Oggi la fondazione riunirà la deputazione generale per un’informativa economico-finanziaria e la disamina delle responsabilità della vecchia gestione di Gabriello Mancini, che tra 2009 e 2012 ha falciato il patrimonio dell’ente da 5,5 miliardi a 673 milioni. È probabile che l’ente abbia venduto o venderà qualche azione Mps in Borsa, dato che il prezzo tiene i 18 centesimi (-0,39% ieri), allineandosi sopra la soglia del controllo (30%) e incassando di più. Però non spunta ancora il «compratore strategico» da tutti agognato, per rimettere in sicurezza l’ente e al contempo dare un futuro alla banca, che senza aumento dal 1° luglio vedrebbe il Tesoro entrare nel capitale con quota a due cifre.
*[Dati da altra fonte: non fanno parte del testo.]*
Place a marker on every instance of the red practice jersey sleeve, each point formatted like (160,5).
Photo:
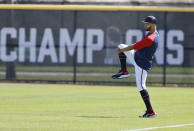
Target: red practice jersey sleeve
(145,42)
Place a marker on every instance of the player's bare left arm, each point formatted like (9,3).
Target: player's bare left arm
(128,48)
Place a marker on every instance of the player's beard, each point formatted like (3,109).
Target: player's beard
(148,29)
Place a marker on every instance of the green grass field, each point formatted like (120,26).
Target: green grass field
(44,107)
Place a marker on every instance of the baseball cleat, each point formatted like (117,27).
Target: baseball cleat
(149,114)
(121,74)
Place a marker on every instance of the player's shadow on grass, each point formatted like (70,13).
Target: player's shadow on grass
(97,117)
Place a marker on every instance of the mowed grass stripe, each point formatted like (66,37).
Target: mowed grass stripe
(90,108)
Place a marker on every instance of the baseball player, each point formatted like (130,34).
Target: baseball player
(140,54)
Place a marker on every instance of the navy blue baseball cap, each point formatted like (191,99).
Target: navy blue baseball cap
(150,19)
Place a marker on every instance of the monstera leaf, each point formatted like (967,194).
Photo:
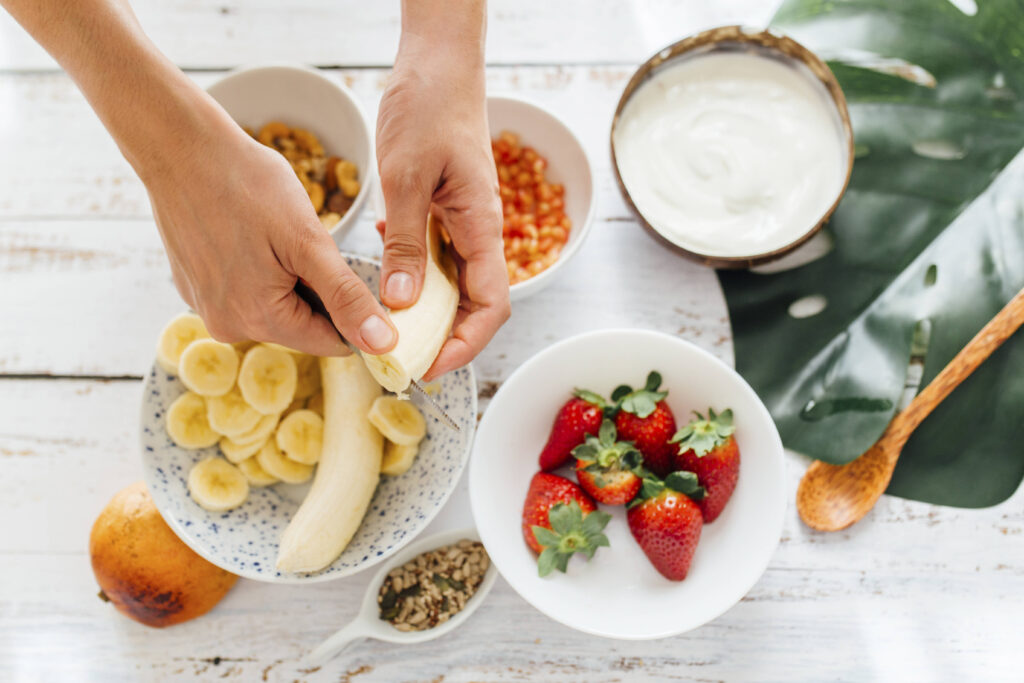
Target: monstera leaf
(927,245)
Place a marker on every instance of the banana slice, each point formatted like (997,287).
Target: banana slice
(217,485)
(397,458)
(262,431)
(425,326)
(257,475)
(230,415)
(273,463)
(181,331)
(208,367)
(300,436)
(267,379)
(236,453)
(186,422)
(296,404)
(308,370)
(397,420)
(315,403)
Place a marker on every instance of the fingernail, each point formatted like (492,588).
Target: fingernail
(341,350)
(377,334)
(398,288)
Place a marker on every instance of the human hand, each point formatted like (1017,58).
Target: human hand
(433,151)
(240,231)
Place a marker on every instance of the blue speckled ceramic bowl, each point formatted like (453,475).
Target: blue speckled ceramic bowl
(244,541)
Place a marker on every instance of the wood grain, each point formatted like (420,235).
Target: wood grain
(227,33)
(830,498)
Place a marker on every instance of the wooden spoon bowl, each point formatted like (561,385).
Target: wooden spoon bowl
(834,497)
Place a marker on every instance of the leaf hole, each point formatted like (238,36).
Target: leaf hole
(939,150)
(969,7)
(808,306)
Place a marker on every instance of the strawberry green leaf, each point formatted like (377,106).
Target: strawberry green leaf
(564,517)
(545,537)
(685,482)
(548,561)
(702,435)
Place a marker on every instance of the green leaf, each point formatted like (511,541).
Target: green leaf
(564,517)
(918,242)
(547,561)
(545,537)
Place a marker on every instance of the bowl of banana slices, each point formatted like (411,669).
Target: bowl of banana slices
(249,447)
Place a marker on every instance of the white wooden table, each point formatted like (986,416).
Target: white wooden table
(914,592)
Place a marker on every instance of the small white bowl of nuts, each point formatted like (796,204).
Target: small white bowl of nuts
(316,123)
(427,589)
(547,189)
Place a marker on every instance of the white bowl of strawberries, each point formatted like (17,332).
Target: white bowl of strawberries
(623,511)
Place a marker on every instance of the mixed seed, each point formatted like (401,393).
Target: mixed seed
(433,587)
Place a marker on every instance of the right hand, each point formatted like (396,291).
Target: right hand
(240,231)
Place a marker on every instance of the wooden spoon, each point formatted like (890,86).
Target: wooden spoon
(834,497)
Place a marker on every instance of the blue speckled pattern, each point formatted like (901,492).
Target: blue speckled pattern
(244,541)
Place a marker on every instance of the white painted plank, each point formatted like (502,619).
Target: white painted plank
(224,34)
(90,297)
(913,592)
(59,162)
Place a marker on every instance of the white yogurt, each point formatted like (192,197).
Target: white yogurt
(731,154)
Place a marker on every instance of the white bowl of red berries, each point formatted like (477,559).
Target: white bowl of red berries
(628,483)
(547,188)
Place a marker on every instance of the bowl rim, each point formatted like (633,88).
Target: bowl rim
(321,575)
(543,279)
(765,41)
(777,526)
(341,228)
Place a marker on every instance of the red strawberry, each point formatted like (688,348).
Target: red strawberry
(708,449)
(645,419)
(578,418)
(559,519)
(608,469)
(667,523)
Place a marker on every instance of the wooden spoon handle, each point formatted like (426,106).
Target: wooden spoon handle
(991,336)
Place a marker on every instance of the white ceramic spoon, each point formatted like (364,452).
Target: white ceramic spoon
(368,623)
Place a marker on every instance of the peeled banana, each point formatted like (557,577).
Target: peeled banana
(216,484)
(300,436)
(186,422)
(181,331)
(399,421)
(397,458)
(425,326)
(267,378)
(347,473)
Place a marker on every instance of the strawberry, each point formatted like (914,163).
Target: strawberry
(608,469)
(667,522)
(645,419)
(709,449)
(559,519)
(581,416)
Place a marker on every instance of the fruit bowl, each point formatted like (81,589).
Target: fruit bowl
(244,541)
(567,164)
(303,97)
(619,594)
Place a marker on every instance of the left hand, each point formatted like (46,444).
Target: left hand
(433,153)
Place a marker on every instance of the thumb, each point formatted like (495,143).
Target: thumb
(353,309)
(404,243)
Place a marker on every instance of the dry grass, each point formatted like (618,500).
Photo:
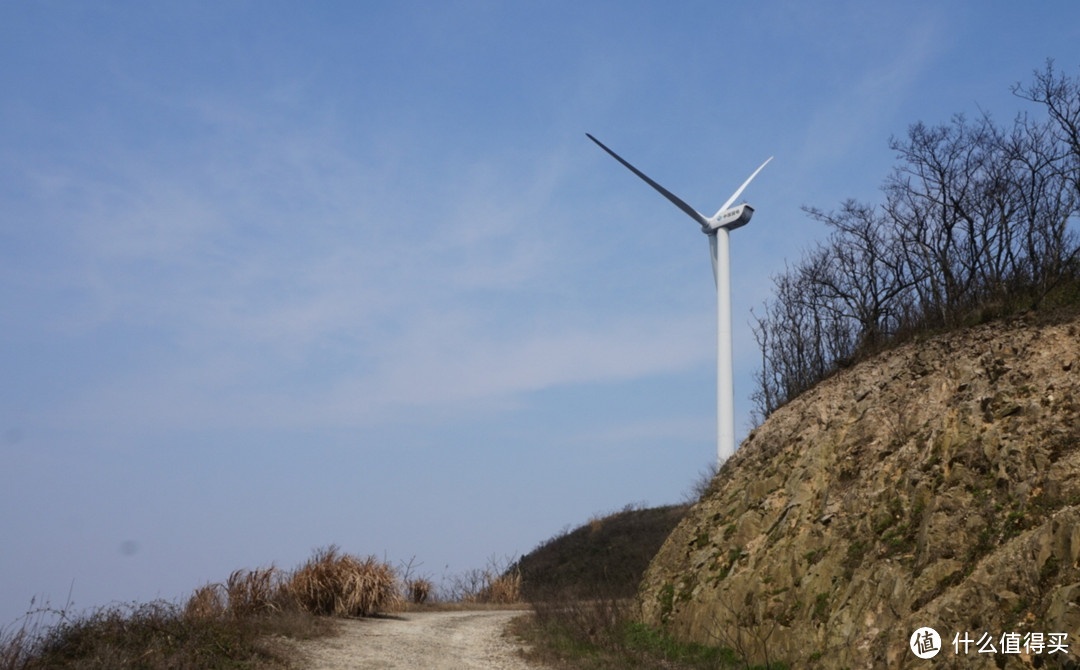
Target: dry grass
(419,590)
(253,591)
(230,625)
(337,584)
(502,589)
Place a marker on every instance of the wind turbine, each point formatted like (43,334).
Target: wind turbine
(716,227)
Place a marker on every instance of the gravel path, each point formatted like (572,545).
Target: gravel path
(420,640)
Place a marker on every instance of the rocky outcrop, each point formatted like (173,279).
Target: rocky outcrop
(935,485)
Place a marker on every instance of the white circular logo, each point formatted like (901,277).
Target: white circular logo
(926,643)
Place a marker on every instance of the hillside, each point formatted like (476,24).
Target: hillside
(606,555)
(936,484)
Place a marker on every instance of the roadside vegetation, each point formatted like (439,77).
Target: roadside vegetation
(252,620)
(581,586)
(979,222)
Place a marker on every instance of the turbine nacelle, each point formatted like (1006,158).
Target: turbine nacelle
(729,219)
La presidente Antonella Mansi e l’advisor Lazard, si racconta in ambienti istituzionali, «continuano a mostrarsi molto sicuri di sé» e non parlano. A quel che si apprende, la loro trattativa con il fondo sovrano del Qatar è in salita: problemi di prezzo, poiché l’ente ha in carico il pacchetto Mps a 24 centesimi e vorrebbe starvi il più vicino possibile, anche per garantirsi un futuro (sul 5%) in banca dopo il rimborso del debito (340 milioni) e la diluizione di un aumento che non può seguire. In parallelo Mansi sarebbe in contatto con hedge fund anglosassoni, disponibili a pagare di più ma per natura meno strategici nell’approccio, con quel che può comportare ai fini autorizzativi sulla terza banca del paese. Una decina di giorni fa l’ente ha perso il treno della “cordata delle fondazioni”, sul quale fin dalla prima ora Mansi è stata poco incline a salire. Anche qui non ci si è trovati sul prezzo: l’offerta, mai formalizzata, era sui 14 centesimi. E dopo due mesi di preamboli i sodali privati (tra cui il fondo messicano Fintech e il fondo Algebris), chiamati a mettere oltre metà del miliardo stimato, avrebbero puntato gli occhi altrove salutando Cariplo e le altre fondazioni.
Nello stallo delle trattative, si affinano le iniziative legali. Monta l’iniziativa del cda di Mps in linea con quanto annunciato a valle dell’ultima assemblea (dopo che la fondazione fece rinviare da febbraio a «dopo il 12 maggio» la ricapitalizzazione), su «eventuali effetti dannosi derivanti dall’assunzione della delibera assembleare del 28 dicembre». Giorni fa della questione è stato investito il Comitato Parti Correlate, che «nella sua autonomia, e come nella migliore prassi», ha chiesto un parere esterno al legale Alberto Santa Maria. L’11 marzo il cda potrebbe discuterne insieme al bilancio 2013, che sembra andato peggio del previsto con un rosso stimato di almeno un miliardo, e alla nuova lettera del pool garante dell’aumento. Ma se entro l’11 la fondazione Mps non avrà passato la mano i passi del presidente Alessandro Profumo e dell’ad Fabrizio Viola potrebbero farsi incerti.